A more efficient group structure, cost-cutting and growth in sales helped the company reduce its net loss in 2012.

MILAN — A more efficient group structure, cost-cutting and growth in sales helped Aeffe SpA reduce its net loss in 2012, which totaled 3 million euros, or $3.8 million, compared with 4.3 million euros, or $6 million, in 2011.

In the 12 months ended Dec. 31, the Italian fashion group saw sales climb 3.3 percent to 254 million euros, or $325.1 million, compared with 246 million euros, or $342 million, the year before.

Aeffe, listed on the STAR segment of the Italian Stock Exchange, controls the Alberta Ferretti, Moschino and Pollini brands and produces and distributes collections for brands including Emanuel Ungaro and Cédric Charlier.


RELATED CONTENT: Click Here for More Earnings Coverage >>

Chairman Massimo Ferretti said he was “satisfied with the choices” made in 2012, “especially those relating to the reorganization of the licenses’ portfolio,” citing “some unprofitable agreements” that were closed and new projects. For example, Natalie Ratabesi was tapped to helm the Philosophy brand to allow Alberta Ferretti to focus on and expand her namesake label, and Fausto Puglisi was selected to relaunch Emanuel Ungaro. After 17 years, the licensing agreement between Aeffe and Jean Paul Gaultier ended in October.

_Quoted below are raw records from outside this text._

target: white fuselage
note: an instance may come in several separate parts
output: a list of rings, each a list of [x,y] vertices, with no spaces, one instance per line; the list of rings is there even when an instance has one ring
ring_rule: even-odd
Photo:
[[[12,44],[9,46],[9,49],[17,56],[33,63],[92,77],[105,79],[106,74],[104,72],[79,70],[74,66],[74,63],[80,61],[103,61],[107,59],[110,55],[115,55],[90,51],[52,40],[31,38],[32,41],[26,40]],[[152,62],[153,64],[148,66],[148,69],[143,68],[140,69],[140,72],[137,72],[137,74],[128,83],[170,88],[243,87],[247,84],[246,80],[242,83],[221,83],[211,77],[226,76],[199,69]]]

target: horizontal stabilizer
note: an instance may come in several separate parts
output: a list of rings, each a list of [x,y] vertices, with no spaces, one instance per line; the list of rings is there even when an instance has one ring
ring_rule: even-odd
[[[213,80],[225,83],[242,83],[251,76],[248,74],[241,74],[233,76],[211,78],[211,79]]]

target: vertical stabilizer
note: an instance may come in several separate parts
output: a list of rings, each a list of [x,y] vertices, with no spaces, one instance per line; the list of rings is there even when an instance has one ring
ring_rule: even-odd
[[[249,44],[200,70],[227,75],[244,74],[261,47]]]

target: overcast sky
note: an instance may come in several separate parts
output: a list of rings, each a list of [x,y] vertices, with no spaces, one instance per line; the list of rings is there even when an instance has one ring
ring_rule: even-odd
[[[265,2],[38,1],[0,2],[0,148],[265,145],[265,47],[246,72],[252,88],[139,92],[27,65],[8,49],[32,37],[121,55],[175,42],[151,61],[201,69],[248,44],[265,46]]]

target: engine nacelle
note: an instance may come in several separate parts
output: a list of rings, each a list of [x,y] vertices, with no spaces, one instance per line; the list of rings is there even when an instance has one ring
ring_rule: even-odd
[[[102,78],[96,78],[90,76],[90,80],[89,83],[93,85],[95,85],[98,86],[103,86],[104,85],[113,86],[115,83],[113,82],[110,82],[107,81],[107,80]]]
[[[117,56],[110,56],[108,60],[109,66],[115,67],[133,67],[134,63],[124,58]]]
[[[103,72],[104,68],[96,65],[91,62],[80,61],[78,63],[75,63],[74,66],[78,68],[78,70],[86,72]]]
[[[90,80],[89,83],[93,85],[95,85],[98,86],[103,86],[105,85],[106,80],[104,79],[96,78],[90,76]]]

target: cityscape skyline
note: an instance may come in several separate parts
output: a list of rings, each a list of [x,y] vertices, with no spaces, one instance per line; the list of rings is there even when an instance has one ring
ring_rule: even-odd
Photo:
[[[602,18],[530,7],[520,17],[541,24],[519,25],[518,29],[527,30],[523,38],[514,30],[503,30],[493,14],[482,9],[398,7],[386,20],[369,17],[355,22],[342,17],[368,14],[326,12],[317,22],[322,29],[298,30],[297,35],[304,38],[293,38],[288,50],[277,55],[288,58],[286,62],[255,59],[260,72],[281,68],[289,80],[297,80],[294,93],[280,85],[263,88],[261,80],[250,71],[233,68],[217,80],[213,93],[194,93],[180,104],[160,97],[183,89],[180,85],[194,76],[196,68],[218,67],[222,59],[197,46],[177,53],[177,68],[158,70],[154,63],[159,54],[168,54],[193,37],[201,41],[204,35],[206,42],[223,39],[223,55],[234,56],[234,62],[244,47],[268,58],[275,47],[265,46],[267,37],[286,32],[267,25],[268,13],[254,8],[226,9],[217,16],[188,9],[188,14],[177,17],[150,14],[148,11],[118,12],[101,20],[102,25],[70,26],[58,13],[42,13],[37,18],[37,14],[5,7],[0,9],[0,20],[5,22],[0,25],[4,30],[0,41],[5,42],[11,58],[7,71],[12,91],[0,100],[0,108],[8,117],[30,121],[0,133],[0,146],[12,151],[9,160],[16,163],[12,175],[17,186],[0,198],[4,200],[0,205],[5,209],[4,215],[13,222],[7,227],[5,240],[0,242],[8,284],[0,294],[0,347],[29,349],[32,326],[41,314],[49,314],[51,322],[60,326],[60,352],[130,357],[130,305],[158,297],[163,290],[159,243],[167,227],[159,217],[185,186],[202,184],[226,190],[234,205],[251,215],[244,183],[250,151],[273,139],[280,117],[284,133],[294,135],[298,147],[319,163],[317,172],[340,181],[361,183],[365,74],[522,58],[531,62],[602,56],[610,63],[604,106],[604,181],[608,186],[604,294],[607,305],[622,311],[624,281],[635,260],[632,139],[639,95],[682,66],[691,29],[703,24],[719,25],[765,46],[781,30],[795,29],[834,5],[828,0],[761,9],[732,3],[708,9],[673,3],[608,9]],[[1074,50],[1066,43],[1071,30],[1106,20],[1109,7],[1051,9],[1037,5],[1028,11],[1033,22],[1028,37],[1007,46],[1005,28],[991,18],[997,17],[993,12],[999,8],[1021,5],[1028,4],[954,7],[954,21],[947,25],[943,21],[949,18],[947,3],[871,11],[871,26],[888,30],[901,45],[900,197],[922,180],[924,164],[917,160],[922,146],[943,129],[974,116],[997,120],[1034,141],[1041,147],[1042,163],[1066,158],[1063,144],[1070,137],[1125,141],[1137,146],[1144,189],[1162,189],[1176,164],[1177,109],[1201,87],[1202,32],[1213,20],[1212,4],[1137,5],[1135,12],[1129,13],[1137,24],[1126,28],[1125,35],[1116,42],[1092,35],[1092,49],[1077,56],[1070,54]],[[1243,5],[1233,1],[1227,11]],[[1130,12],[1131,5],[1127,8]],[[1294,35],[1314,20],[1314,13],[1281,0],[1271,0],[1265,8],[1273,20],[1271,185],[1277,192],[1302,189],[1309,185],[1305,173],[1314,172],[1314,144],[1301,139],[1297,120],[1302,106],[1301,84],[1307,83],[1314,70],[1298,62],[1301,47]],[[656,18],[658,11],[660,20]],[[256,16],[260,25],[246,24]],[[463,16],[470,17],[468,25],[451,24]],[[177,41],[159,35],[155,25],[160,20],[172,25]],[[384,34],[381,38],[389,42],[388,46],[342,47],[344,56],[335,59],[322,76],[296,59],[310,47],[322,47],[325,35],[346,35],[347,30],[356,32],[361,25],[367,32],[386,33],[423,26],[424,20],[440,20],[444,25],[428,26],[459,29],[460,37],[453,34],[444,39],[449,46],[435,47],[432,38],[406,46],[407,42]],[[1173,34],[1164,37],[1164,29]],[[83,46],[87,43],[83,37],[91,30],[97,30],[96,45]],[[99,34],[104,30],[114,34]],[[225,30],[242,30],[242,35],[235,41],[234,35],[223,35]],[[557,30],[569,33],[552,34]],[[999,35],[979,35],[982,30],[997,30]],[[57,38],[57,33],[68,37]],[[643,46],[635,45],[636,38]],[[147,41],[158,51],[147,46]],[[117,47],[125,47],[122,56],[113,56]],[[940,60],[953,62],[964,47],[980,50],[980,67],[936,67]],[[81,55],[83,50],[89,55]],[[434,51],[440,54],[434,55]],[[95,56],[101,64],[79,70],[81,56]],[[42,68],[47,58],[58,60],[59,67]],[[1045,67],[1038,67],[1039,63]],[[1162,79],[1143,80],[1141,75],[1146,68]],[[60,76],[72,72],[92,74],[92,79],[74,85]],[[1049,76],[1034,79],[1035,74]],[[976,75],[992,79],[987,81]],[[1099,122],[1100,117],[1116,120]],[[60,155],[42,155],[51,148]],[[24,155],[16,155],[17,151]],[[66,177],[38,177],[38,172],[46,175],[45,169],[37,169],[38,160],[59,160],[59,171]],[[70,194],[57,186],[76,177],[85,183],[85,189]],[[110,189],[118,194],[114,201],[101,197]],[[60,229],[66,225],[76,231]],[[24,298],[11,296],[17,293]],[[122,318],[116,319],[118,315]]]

Ferretti said the group is focused on developing in “high-potential markets,” such as Russia, and the Far and Middle East, which “significantly” contributed to the growth in sales last year. “Thanks to the positive backlog” for spring, “together with the positive results” for fall 2012, including the debut of Emanuel Ungaro, Ferretti said he “look[ed] at the new year with optimism both in terms of revenue growth and a more than proportional increase in profitability.”

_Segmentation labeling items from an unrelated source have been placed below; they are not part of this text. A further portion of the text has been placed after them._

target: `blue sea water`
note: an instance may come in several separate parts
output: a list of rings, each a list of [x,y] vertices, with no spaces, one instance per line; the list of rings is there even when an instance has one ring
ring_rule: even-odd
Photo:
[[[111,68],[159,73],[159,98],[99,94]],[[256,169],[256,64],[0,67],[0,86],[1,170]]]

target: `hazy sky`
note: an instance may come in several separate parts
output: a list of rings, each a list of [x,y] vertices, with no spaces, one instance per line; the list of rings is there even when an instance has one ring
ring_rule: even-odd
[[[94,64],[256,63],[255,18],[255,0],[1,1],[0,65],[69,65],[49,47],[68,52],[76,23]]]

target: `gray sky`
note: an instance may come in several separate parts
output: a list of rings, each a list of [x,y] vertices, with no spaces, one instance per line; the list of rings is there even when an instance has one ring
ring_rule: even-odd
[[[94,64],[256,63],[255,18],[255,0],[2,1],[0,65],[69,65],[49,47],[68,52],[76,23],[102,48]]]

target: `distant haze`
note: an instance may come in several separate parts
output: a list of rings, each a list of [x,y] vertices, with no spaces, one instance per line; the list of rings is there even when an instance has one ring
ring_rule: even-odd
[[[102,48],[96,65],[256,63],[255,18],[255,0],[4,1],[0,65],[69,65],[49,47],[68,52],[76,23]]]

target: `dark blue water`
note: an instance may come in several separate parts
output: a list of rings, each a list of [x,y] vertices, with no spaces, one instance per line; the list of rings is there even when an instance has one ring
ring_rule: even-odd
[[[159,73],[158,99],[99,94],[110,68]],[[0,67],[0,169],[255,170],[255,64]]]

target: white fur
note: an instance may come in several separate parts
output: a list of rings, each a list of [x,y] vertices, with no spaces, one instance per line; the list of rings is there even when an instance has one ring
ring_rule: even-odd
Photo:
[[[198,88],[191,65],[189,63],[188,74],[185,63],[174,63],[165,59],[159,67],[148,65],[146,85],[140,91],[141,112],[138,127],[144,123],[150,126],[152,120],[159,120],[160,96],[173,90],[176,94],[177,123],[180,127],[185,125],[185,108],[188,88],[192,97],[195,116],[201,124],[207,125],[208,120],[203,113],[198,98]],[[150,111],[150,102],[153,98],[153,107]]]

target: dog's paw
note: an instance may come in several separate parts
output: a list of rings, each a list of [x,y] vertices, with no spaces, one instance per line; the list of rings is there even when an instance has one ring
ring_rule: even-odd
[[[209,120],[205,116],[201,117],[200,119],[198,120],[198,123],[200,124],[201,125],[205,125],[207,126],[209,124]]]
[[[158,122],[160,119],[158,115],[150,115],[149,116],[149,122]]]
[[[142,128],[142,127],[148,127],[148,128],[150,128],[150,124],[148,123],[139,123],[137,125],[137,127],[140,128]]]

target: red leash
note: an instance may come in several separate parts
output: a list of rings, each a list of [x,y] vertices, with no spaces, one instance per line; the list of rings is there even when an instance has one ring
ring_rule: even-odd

In 2012 sales of the group’s ready-to-wear division were up 2.1 percent to 201.3 million euros, or $257.6 million, while revenues of the footwear and leather goods division rose 8.7 percent to 69.5 million euros, or $89 million.

Earnings before interest, taxes, depreciation and amortization grew 24 percent to 22.8 million euros, or $29.2 million.

Operating profit more than doubled, reaching 8.8 million euros, or $11.2 million, from 3.5 million euros, or $4.8 million, in 2011.

Dollar amounts have been converted at average exchange for the periods to which they refer.